Different Names of Sugar

Sugar has so many names, you may not know some of them.

Food producers use this to their advantage and use different names of sugar to hide the actual amount.

So they can use the healthy component at the top and sugar is at the bottom. Therefore, even if the product is full of sugar, it may not appear among the top 3 components.

Check out the list of ingredients in the candy names below to avoid very sugar consumption.

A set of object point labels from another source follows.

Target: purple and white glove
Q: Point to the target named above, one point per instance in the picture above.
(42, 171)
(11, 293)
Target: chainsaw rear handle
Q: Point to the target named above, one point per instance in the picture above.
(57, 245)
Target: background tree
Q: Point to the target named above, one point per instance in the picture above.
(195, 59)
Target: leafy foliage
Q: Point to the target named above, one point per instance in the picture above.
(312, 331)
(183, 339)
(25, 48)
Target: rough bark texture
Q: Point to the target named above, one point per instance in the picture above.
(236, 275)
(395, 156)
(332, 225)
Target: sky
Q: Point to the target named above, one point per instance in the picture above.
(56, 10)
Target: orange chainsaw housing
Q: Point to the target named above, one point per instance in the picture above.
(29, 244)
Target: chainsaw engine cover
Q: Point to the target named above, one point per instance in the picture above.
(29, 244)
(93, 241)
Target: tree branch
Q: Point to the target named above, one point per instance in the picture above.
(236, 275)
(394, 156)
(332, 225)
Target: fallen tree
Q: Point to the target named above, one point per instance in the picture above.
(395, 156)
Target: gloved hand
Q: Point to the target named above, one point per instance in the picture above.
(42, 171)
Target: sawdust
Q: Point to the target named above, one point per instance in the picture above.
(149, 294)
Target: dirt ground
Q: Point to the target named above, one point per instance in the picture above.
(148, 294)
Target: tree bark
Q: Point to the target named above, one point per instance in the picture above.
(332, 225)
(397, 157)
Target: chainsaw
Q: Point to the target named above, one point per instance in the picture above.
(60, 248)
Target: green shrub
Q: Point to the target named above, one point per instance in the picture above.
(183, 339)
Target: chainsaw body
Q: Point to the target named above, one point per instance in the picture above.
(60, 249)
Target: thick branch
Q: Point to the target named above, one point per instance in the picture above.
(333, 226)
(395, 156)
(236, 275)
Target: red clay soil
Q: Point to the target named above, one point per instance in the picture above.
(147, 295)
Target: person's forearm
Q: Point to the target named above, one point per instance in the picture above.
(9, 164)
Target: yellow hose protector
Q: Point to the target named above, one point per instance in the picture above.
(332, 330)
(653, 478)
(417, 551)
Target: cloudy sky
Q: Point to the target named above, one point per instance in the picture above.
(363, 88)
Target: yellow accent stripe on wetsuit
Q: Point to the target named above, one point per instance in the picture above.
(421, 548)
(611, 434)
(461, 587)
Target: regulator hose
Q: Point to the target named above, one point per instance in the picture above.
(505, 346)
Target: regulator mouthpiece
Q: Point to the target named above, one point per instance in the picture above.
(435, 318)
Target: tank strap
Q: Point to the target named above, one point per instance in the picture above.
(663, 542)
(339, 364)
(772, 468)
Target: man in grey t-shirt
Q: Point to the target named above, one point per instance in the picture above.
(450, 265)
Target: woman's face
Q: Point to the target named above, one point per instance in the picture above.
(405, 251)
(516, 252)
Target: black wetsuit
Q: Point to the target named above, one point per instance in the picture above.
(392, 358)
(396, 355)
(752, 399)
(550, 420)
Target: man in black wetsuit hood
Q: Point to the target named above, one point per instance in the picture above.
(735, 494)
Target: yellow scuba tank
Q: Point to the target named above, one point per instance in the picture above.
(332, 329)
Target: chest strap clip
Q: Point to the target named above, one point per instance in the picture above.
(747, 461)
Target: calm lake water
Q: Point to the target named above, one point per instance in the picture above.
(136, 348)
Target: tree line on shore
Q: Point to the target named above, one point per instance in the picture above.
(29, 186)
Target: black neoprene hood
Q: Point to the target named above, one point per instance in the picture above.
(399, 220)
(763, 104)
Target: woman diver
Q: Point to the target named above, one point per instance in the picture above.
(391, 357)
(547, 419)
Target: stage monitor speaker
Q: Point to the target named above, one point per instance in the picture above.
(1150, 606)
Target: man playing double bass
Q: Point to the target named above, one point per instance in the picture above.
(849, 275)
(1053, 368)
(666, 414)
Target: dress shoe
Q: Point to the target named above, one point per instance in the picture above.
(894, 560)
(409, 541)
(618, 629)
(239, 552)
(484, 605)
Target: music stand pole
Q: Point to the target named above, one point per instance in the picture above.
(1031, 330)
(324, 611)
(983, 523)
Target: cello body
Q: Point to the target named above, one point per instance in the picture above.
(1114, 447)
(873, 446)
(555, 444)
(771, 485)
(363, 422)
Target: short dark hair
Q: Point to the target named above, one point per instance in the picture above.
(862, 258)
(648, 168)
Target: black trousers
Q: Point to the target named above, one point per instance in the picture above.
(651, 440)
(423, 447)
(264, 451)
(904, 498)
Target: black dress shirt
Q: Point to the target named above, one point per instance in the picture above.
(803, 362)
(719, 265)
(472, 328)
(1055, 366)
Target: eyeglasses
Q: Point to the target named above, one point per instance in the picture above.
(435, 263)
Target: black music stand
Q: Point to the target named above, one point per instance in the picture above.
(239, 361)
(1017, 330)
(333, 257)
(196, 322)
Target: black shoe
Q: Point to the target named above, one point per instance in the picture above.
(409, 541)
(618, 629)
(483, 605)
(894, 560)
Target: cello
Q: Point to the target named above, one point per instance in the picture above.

  • Sugar types: beet sugar, brown sugar, sugar cane sugar, coconut sugar, palm sugar, gold sugar, organic raw sugar and other sugar-containing names.
  • Syrup types: harnup syrup, golden syrup, high fructose corn syrup, honey, agave nectar, malt syrup, maple syrup, oat syrup, rice bran syrup and rice syrup.
  • Other added sugars: malt, molasses, reed juice crystals, lactose, corn sweetener, crystallized fructose, dekstran, malt powder, ethyl maltol, fructose, juice concentrate, galactosis, glucose, disackarites, maltoxin and maltosus.

Sugar has even more names, but they’re the most common ones.

If you see them in the table of contents or more than one, that product is abundantly sugary.

In a nutshell: Sugar has many names and you may not know some of them. These include reed sugar, invert sugar, corn sweetener, dekstran, molasses, malt syrup, maltosis and evaporize reed juice.

After all

It is possible to avoid being misled by product labels by avoiding processed foods. Because they don’t need a full list of ingredients.

If you still want to buy packaged foods, consider the tips in this article to understand the difference between garbage products and high-quality ones.